“Bancarotta Morale”, sesto album dei Bologna Violenta, riparte più o meno da quella rivoluzione che fu l’EP “Cortina” nel 2017. Con la scelta di mettere da parte la chitarra elettrica e sostituirla (definitivamente?) con il violino, Nicola Manzan e Alessandro Vagnoni sono riusciti a infondere ancor più originalità a uno stile che già di per sè era estremamente peculiare.
Per molti ascoltatori l’unione tra grindcore, progressive, elementi sinfonici e atmosfere cinematografiche recuperate da film noir, vecchi B-movie e poliziotteschi potrebbe sembrare una bestemmia. Non è da escludere l’ipotesi che i Bologna Violenta, in quindici anni di onorata attività , abbiano sviluppato la loro proposta proprio con questa intenzione: sconvolgere i benpensanti con un crossover dai tratti blasfemi e sacrileghi.
La musica può presentarsi sotto forma di attacco dissacratorio, e questi trentasei minuti completamente strumentali ne sono una brillante dimostrazione. Pur essendo due artisti di enormi competenze tecniche, in “Bancarotta Morale” Manzan e Vagnoni non nascondono quasi mai un’indole strafottente che sembra derivare dal punk. Il trittico che apre l’album ““ “Estetica morale”, “Gli Affari” e “Il Santo” ““ trasmette un’impressione abbastanza chiara della natura del progetto.
è come se il duo, terrorizzato dall’idea di farsi rinchiudere nel recinto della musica di nicchia, buttasse giù le palizzate con una rapidissima alternanza di colpi su rullante e hi-hat.

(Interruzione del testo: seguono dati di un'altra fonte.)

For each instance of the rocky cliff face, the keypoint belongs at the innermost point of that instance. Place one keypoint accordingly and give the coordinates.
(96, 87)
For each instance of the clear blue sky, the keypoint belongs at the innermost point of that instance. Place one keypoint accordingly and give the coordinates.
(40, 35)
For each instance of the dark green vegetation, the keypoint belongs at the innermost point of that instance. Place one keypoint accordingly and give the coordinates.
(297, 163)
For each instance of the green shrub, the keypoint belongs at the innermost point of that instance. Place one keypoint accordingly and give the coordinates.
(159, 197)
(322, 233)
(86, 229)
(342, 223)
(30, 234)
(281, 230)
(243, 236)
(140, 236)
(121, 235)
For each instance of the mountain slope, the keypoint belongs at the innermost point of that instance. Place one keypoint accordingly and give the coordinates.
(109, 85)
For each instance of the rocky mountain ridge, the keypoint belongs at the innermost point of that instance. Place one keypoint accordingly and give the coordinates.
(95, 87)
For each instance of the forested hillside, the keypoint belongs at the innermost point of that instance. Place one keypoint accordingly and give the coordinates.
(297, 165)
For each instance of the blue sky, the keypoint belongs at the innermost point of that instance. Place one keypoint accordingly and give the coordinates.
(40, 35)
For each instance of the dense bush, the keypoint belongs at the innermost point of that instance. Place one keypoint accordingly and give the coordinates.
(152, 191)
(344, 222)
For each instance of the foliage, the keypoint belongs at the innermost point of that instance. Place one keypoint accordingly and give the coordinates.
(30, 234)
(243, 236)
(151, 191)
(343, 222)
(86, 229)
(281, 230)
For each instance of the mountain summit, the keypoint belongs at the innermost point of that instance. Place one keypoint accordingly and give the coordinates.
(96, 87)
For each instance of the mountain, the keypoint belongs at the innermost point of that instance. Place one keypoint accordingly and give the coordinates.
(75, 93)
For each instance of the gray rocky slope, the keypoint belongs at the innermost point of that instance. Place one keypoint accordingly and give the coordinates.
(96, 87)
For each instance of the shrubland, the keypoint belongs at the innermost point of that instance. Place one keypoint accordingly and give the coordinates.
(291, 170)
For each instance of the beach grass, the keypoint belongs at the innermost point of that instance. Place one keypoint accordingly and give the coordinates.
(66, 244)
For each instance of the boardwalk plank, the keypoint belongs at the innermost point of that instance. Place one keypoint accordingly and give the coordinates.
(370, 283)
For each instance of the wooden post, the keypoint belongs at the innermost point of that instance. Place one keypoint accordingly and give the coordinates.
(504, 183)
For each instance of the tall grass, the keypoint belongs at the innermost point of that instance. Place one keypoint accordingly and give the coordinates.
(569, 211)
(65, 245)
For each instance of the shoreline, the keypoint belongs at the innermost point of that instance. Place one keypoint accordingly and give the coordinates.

Una raffica di mazzate che brucia alla velocità della luce: in media, le quindici tracce del disco non superano il minuto di durata. Il violentissimo blast beat di Alessandro Vagnoni fa da perfetta cornice ai quadretti melodici e ultra-elaborati del polistrumentista Nicola Manzan, che riesce a regalarci riff e pesanti scariche di metallo utilizzando violino, viola, violoncello, organo, chitarra acustica e armonium.
Sì, i Bologna Violenta sono dei veri e propri maestri del grindcore più sfrontato, barocco e cinematografico. Gli ultimi due brani di “Bancarotta Morale” ci mostrano però anche un’altra faccia del duo: l’inquietudine ambient di “Sophie Unschuldig” e i venti minuti di “Fuga, Consapevolezza, Redenzione”, una suite umorale che si sviluppa come un flusso di coscienza, rappresentano la degna chiusura di un lavoro più che convincente.